The radula consists of 14 rows of teeth with one inner lateral tooth on each side and one central (rachidian) tooth. The outer lateral teeth are absent. The inner lateral teeth have a curved tip and a broad shovel like base, the inner edge may carry denticulation; the central tooth has two lobes that bears denticles. The radula is variable especially in the size and number of denticles on the teeth. This species does not have jaws. The gizzard is elongate rounded and not surrounded by muscle fibres. The gizzard does not hold true plates, but has folds with yellow, oval plate-like structures that are wedged together in the top.  The foregut carries a crop that originates in the gizzard and has a thin tube that connects to the part of the foregut containing the radula (buccal mass). The crop has folds in the front and hind parts. The male reproductive system consists of an elongate penis chamber and a prostate with folds.

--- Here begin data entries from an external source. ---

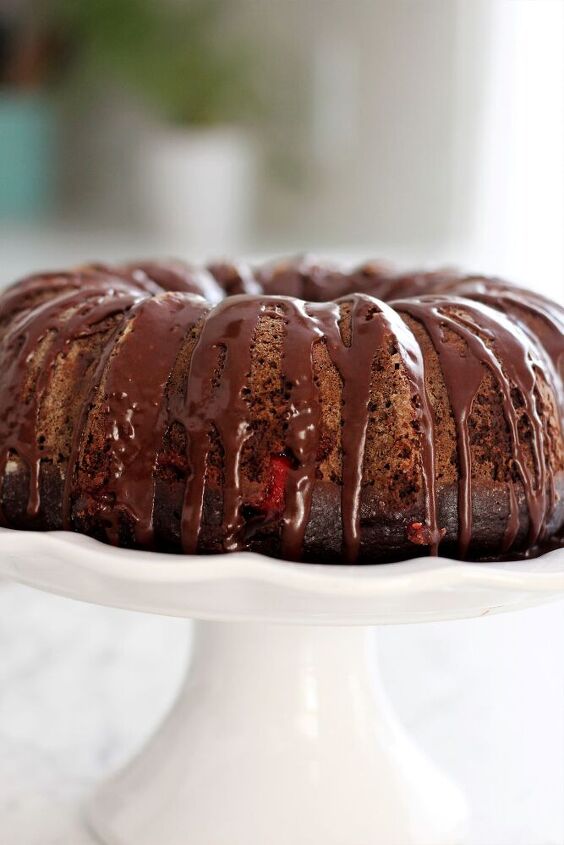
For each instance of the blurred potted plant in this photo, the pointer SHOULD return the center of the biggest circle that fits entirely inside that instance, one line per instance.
(197, 160)
(29, 58)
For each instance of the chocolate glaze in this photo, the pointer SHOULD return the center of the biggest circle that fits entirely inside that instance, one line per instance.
(515, 335)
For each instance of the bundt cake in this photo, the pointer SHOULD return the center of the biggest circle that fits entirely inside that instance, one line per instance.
(296, 409)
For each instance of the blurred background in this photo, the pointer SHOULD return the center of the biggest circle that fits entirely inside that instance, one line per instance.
(424, 131)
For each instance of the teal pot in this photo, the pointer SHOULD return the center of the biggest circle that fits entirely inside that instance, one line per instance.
(27, 156)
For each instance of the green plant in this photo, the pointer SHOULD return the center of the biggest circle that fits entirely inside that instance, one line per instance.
(182, 58)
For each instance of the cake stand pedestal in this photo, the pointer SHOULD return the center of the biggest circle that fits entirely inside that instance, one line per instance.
(281, 733)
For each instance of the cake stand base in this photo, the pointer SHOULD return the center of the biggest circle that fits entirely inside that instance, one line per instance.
(281, 735)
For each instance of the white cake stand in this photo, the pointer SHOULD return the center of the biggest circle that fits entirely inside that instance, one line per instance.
(281, 734)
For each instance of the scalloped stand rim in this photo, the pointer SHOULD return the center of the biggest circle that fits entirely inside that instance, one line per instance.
(281, 732)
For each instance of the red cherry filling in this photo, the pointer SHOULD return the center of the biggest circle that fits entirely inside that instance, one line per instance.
(275, 490)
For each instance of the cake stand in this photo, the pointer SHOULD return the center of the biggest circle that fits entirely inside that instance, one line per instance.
(281, 733)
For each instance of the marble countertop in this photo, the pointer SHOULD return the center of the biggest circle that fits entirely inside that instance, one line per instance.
(82, 686)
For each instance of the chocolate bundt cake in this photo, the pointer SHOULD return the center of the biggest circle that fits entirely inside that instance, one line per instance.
(297, 409)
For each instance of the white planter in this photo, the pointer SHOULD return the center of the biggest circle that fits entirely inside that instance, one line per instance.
(197, 188)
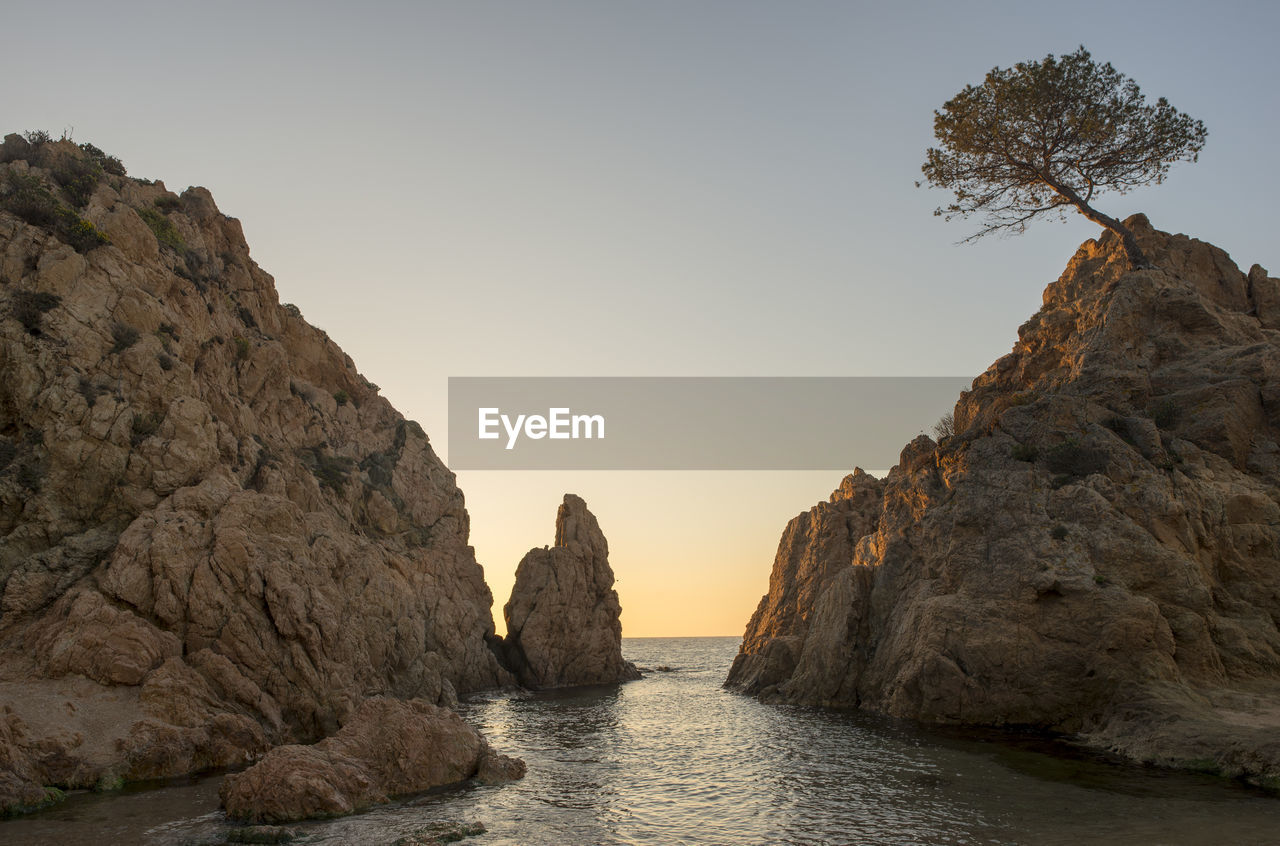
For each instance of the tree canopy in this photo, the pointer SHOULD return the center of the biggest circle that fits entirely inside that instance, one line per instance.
(1042, 137)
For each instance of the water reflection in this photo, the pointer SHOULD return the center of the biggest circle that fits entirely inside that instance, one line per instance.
(675, 759)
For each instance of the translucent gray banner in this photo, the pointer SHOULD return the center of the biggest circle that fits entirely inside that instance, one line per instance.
(716, 423)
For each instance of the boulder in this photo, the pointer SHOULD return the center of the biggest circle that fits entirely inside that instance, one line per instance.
(389, 748)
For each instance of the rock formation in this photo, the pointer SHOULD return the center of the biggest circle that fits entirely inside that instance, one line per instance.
(215, 536)
(388, 748)
(814, 548)
(1096, 550)
(563, 625)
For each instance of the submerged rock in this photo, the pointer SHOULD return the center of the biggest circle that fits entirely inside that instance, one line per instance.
(214, 534)
(563, 618)
(389, 748)
(1093, 552)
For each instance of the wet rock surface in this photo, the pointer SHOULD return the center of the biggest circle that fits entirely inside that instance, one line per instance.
(215, 535)
(1096, 550)
(563, 618)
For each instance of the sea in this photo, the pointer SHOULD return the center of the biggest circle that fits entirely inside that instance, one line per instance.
(675, 758)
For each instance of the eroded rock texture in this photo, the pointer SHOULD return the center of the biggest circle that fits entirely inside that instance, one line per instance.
(214, 534)
(389, 748)
(1097, 550)
(563, 618)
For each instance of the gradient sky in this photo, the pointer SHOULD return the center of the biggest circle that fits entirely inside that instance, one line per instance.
(632, 188)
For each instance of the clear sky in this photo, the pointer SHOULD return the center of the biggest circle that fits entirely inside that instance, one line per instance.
(639, 187)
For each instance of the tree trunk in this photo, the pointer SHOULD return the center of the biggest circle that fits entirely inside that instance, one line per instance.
(1137, 259)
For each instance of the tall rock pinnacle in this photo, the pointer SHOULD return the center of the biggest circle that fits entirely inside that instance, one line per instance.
(563, 625)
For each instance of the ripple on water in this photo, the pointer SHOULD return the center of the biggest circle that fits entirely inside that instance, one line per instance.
(676, 759)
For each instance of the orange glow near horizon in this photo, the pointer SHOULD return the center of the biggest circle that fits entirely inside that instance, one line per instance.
(691, 552)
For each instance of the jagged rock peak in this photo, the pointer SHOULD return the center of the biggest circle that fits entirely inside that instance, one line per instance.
(215, 535)
(563, 618)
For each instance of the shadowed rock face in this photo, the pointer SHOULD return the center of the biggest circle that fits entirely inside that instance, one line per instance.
(816, 547)
(1095, 552)
(563, 625)
(214, 534)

Occurs on silt, sand, clay, gravel and mud at depths between 11–1500 m (Thompson 1988, Brattegard & Holthe 2001).

Geographical distribution

Occurs in Norway from Troms county and southward. Also found in Shetland, the Hebrides, the British Isles, the Canary Islands and the Mediterranean Sea (Thompson 1988, Brattegard & Holthe 2001).


Brattegard T og Holthe T (2001). Distribution of marine, benthic macroogranisms in Norway. Research report for DN-2001-3. Directorate for Nature Management.

Thompson TE (1988). Molluscs: Benthic Opisthobranchs. In: Brill EJ og Backhuys W. Leiden. Mollusca, Gastropoda: keys and notes for the identification of the species. Vol. 8. New York, Copenhagen, Cologne. 356 sider.